Finalement, comment continuer à trouver du sens dans ce que l’on fait au quotidien quand on vieillit ? C’est le dernier grand pilier : l’état d’esprit. Au Japon, on parle d’« Ikigaï », au Costa Rica de « Pura Vida ». Il s’agit d’un objectif personnel que l’on se fixe, d’une raison d’être, qui nous empêche de dépérir. On garde son esprit engagé et on ne s’arrête pas forcément de travailler à 65 ans. On change simplement de rythme. Le bénévolat et la foi sont deux piliers puissants, mais sous-estimés. Les bénévoles seraient plus heureux que les autres selon une étude suisse parue dans le « Journal of Occupational and Environmental Medicine ».
La Belgique, un jour zone bleue ?
Au vu du vieillissement progressif de la population, la question est d’autant plus prégnante. Est-il possible d’exporter un tel mode de vie chez nous ? Faut-il forcément se nicher dans des lieux isolés, préservés des forces corrosives de la mondialisation ? Pas forcément. L’exemple de Singapour, nation-état urbanisée, est sans doute le plus parlant.
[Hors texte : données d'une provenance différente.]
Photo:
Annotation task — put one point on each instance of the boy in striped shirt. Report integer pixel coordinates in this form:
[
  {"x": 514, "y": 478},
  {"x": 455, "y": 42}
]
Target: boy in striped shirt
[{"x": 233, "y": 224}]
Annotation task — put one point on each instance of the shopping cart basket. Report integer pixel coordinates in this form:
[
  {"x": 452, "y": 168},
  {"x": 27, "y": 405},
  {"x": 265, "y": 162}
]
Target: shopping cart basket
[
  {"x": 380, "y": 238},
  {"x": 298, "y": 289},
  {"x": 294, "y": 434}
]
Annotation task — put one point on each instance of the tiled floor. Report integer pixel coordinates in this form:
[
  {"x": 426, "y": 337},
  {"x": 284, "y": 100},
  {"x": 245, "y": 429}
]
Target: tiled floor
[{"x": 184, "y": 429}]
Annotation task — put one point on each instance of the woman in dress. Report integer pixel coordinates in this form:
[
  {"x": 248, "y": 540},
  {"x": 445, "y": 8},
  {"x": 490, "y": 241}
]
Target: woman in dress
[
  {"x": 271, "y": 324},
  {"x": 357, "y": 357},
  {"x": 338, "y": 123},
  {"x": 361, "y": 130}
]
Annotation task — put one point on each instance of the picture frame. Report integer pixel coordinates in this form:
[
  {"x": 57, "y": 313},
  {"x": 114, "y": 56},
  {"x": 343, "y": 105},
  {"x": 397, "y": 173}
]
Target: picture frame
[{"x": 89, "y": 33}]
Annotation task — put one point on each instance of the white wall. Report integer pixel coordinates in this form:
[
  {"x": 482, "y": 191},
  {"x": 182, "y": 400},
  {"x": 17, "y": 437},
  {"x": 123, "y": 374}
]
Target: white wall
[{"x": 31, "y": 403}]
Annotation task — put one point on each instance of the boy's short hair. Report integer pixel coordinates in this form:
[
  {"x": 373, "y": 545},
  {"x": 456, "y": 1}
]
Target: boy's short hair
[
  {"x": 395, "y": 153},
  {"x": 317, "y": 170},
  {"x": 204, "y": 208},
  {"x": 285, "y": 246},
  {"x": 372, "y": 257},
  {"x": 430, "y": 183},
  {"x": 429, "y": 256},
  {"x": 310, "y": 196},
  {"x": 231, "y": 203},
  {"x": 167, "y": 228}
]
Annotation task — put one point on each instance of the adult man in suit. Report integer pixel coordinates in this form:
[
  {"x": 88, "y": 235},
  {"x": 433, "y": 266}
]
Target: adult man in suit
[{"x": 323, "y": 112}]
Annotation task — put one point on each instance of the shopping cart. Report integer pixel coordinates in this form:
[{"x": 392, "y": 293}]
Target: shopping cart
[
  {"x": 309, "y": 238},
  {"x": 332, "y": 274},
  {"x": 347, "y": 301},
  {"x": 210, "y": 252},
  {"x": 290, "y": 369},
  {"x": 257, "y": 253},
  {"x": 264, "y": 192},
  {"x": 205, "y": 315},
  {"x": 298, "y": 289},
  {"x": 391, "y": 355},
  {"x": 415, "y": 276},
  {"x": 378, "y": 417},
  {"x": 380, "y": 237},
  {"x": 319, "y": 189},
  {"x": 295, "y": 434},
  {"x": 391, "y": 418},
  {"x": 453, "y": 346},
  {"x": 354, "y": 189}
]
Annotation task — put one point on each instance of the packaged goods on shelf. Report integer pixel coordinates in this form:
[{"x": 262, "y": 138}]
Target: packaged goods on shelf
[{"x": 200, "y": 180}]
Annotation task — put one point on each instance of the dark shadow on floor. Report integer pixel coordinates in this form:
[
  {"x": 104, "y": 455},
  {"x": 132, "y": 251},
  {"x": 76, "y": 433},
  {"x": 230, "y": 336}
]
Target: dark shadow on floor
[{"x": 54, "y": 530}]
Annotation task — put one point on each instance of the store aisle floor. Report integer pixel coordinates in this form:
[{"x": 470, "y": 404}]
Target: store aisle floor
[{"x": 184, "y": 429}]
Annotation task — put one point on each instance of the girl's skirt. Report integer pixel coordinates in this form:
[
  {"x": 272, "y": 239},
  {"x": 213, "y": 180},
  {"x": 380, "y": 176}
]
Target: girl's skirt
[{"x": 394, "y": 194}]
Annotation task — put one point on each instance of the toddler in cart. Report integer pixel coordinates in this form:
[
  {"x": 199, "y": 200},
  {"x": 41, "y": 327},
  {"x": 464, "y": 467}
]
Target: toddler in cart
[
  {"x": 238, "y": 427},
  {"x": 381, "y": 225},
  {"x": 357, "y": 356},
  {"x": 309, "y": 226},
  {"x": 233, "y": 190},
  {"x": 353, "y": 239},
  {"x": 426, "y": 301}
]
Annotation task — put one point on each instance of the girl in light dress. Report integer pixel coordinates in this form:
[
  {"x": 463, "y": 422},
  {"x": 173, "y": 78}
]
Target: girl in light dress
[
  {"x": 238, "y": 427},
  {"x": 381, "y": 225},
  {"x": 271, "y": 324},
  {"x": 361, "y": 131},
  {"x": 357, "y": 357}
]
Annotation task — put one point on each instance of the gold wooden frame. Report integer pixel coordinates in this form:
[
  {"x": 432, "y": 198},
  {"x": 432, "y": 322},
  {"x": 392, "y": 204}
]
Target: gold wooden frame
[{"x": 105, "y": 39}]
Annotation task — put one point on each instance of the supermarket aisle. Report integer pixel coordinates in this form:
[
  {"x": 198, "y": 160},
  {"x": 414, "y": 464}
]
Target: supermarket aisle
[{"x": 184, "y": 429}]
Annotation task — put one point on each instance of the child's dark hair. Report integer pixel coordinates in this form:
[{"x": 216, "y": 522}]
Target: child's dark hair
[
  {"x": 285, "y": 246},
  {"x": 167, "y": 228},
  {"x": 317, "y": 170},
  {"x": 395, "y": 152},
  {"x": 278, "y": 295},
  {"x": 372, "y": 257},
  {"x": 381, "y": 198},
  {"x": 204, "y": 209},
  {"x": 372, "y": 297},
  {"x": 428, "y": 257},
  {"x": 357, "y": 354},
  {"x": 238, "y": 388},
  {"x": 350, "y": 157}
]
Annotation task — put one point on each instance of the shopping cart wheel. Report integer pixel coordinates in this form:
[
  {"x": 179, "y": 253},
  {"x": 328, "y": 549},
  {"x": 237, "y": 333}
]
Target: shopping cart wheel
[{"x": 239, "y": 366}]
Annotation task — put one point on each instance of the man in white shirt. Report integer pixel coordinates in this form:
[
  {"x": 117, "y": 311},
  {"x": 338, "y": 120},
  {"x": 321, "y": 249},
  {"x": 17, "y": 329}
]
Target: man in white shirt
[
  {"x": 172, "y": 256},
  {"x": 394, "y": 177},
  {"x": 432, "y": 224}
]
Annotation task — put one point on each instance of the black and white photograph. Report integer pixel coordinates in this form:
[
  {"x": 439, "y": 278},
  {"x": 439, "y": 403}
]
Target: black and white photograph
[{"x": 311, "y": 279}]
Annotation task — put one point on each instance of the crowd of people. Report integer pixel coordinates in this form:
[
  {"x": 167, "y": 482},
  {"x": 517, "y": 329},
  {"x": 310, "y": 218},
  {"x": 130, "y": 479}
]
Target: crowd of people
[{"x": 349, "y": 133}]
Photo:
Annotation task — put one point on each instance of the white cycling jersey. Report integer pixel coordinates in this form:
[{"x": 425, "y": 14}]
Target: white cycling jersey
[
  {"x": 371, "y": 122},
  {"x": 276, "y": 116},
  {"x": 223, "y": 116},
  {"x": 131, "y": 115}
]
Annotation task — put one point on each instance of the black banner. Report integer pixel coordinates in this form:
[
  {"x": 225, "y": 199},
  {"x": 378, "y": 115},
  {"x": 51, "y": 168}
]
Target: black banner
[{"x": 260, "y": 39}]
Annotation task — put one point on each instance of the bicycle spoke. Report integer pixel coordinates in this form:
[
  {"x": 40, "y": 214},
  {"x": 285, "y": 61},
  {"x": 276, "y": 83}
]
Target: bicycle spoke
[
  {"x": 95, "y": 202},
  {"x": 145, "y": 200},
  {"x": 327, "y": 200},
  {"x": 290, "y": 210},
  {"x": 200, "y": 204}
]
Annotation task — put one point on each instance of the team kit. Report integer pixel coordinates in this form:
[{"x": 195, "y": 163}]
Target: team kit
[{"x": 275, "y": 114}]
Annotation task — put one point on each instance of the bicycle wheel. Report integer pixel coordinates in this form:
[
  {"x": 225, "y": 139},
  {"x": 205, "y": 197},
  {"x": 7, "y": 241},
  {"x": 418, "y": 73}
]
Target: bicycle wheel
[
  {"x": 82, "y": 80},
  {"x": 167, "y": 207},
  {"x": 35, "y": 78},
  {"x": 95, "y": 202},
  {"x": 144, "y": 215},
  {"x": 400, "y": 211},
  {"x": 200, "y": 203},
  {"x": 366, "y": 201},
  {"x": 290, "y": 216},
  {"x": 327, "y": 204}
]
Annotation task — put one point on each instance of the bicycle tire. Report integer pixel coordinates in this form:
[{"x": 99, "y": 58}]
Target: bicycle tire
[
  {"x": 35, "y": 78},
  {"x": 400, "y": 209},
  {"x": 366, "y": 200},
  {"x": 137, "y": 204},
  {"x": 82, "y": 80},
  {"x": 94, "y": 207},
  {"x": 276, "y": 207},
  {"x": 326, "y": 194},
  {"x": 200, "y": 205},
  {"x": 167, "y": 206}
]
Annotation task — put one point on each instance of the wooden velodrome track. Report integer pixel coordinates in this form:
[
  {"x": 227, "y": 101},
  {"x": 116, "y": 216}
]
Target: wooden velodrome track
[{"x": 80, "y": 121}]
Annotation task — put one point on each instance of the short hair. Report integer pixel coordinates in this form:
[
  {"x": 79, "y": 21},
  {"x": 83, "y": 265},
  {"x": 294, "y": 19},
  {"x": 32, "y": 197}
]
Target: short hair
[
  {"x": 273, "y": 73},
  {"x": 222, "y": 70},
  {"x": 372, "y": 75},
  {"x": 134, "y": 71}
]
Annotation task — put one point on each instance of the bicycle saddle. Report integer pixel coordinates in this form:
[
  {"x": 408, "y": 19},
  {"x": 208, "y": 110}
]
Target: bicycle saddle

Là-bas, les aliments les plus abordables tournent autour des légumineuses et des céréales complètes, les infrastructures ne sont plus organisées autour des voitures, mais des humains, les espaces publics sont conçus pour encourager le lien social et des primes de proximité sont proposées aux habitant·e·s pour les inciter à vivre à côté de leur famille. Deux leviers puissants sont soulevés : la législation, et des arguments économiques. Le challenge ? Créer cette cohésion entre les pouvoirs publics et les individus pour construire progressivement un meilleur cadre de vie. Car les grands piliers des zones bleues, qui nous aident à vivre plus vieux, sont surtout les petites choses qui font que la vie mérite d’être vécue. Il s’agit finalement moins de conjurer la mort que de façonner une longévité joyeuse.